Jeremy Postal said...

Jef - I think your right...the last line is over the top cheesy. I regret writing it......what the heck was I thinking???

Good question/thought Boomer...
"Where do we learn to tell stories like this" I think part of it is the whole idea that people always remember 'the good old days'. Unfortunately, these seem to be pretty clouded stories/memories (ex. Israel in the desert remember Egypt) and people don't want to tell them. I often use the phrase 'remember well' >>> this doesn't mean 'remember the good things' but rather, 'have an acurate memory'.

"I've heard people say that you'll never learn anything in the good times. Feels like I've been learning a lot lately." You ok?


Chad said...

Why don't we remember well? Maybe like Jer said we don't think anyone is listening. Maybe we think our stories are uninteresting, as if there is nothing to tell of significance and so we don't keep track of them. Maybe we're waiting for the grandiose before we believe there is something to document and tell.
Maybe we're not watching other people's stories unfold and seeing the epic that is within the mundane.

Jamie said...

I like these thoughts. Remembering well is hard to do. Memories are fallible. Maybe that's why talking them out is good: it gives a type of accountability.

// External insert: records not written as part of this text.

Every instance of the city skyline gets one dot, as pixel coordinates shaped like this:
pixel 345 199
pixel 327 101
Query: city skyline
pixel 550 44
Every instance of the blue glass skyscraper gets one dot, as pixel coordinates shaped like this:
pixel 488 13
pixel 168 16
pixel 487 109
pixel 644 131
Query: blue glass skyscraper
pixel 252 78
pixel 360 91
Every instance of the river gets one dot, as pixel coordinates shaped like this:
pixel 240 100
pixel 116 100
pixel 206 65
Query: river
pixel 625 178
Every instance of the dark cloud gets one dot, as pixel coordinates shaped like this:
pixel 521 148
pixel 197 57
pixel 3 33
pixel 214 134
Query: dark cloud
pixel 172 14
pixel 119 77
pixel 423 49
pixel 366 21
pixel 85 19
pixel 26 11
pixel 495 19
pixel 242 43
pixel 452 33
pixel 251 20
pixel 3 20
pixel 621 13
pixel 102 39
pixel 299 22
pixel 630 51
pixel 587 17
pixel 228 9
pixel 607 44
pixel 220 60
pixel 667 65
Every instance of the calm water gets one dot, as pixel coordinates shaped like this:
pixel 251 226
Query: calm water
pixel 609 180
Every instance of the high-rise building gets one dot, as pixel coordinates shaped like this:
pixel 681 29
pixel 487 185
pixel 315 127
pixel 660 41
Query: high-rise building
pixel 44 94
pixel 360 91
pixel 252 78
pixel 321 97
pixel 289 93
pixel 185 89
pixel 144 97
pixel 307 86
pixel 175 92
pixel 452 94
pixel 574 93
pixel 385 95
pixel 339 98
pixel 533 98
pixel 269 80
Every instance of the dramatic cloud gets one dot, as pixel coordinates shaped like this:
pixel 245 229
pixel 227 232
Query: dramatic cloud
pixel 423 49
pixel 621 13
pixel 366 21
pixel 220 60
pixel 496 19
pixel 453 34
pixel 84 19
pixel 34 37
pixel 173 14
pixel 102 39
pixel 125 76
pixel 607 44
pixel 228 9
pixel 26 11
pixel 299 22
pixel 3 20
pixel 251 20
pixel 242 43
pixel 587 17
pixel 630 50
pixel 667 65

But I have to say -- it can be pretty cool when you forget where you've come from and something triggers your memory. BAM

Small world hey? What were you doing at York?

D&B said...

Some stories will never be remembered or preserved unless they are first told. I learned this again this past weekend listening to an aging parent, (Jeremy's grandma) tell their stories of struggle, surviving concentration camps in WW2 and then the challenges and fears of being new imigrants here in Canada. Some stories are locked inside peoples memories and will never be told unless they are first asked. What is amazing is how often we discover something new about ourselves in those stories. Some stories are just waiting to be told. They just need somebody to ask before its too late.


Jeremy Postal said...

Dad - I am looking forward to hearing some of those stories that grandma told you...Hope you're having fun in the 'Peg! Happy 30th anniversary btw!

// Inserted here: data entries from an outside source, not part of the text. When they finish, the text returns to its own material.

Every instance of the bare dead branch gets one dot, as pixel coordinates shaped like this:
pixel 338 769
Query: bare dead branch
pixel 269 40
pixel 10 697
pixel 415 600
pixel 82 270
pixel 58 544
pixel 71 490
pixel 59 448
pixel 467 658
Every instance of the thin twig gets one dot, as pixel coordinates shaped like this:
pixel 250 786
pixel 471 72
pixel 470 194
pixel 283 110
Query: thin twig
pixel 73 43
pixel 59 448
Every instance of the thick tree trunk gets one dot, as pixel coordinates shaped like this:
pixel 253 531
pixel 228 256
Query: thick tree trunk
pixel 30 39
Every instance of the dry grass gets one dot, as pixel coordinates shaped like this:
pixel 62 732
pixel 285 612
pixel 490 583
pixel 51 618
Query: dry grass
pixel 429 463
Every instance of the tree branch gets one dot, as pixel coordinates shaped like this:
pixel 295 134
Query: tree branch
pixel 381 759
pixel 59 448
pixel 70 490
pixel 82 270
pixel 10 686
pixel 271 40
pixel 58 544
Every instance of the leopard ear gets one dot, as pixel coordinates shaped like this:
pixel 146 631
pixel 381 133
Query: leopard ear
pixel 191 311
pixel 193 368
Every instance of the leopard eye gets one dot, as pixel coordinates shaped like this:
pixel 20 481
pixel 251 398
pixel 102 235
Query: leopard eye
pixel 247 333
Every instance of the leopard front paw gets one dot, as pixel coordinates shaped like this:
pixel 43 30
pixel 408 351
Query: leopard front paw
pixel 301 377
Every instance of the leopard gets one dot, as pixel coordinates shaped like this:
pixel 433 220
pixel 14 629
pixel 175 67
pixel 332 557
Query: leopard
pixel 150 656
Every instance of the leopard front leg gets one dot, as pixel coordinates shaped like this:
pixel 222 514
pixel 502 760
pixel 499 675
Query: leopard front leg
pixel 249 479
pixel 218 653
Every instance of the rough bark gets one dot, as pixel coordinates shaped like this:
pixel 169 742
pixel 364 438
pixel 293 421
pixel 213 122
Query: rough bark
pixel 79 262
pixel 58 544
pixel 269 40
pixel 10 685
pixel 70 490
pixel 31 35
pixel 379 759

Jaime - it was Tyndale, not York. Definitly a small world!

Esther said...

According to Psychologists we remember things based on cues that trigger our memory. Our memory also depends on the distinctiveness of the event we're trying to remember, if our mood is the same as when the event happened, if we're in the same context, and the strength of the emotional response the event evoked. Most people, after a certain period of time and disuse, depending on the event, will remember the event or story inaccurately but are still 100% confident that they have it right. That's the number one reason why innocent people have wrongfully been put in jail in Canada and the U.S. That kind of makes me wonder if most of the stories I hear or tell are even true. I'm not even sure if remembering something accurately for a long period of time is even possible. But then again do our stories need to be accurate if our version of it is what's meaningful to us?

jeffro said...


so hence.... personal fiction.

(that sounds like a great movie name.)


jeffro said...

hey jer.
i have a question... actually... a questions... for everyone..

check it out.

about ... the story of money?


Jeremy Postal said...

Esther - that certainly is an interesting point. The things we believe to be true are more important then what actually is true??

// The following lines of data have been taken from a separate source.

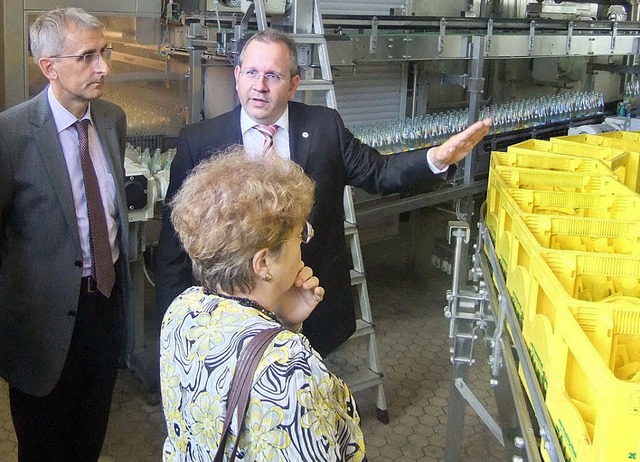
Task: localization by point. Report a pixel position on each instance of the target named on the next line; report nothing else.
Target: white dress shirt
(69, 139)
(253, 140)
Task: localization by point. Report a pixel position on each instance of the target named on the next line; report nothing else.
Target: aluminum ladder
(308, 34)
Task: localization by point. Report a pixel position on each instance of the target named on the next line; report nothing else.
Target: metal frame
(486, 310)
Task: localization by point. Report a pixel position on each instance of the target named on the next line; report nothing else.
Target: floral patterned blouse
(298, 410)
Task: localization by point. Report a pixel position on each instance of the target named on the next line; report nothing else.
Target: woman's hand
(300, 300)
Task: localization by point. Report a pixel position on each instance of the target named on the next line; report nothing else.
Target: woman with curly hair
(242, 220)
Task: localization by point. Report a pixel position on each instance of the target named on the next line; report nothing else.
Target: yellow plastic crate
(521, 178)
(618, 237)
(544, 284)
(549, 161)
(623, 135)
(504, 203)
(586, 276)
(595, 413)
(629, 166)
(617, 160)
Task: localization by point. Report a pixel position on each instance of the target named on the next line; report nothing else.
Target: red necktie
(102, 270)
(268, 131)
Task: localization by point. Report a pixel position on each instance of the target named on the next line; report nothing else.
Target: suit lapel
(300, 135)
(46, 137)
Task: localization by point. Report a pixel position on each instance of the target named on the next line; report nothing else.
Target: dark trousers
(70, 423)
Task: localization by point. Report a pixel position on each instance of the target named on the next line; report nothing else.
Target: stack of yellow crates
(564, 215)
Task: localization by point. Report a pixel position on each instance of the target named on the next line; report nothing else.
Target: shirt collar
(63, 118)
(247, 123)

What about false memories....say for example....some kind of abuse. The abuse is a false memory (maybe even planted by someone) but it breaks up a family and puts an innocent father in jail? What is more important then? The significance of the memory (or false memory) or the truth of it?

Mark said...

Much of our memories have everythign to do with our perspective. Stories can be retold from another perspective and more truth can be discovered and maybe more accuratley a more redemptive light can be shed on even the darkest of stories.
Change your image[perspective] and you change your life. Image is everything.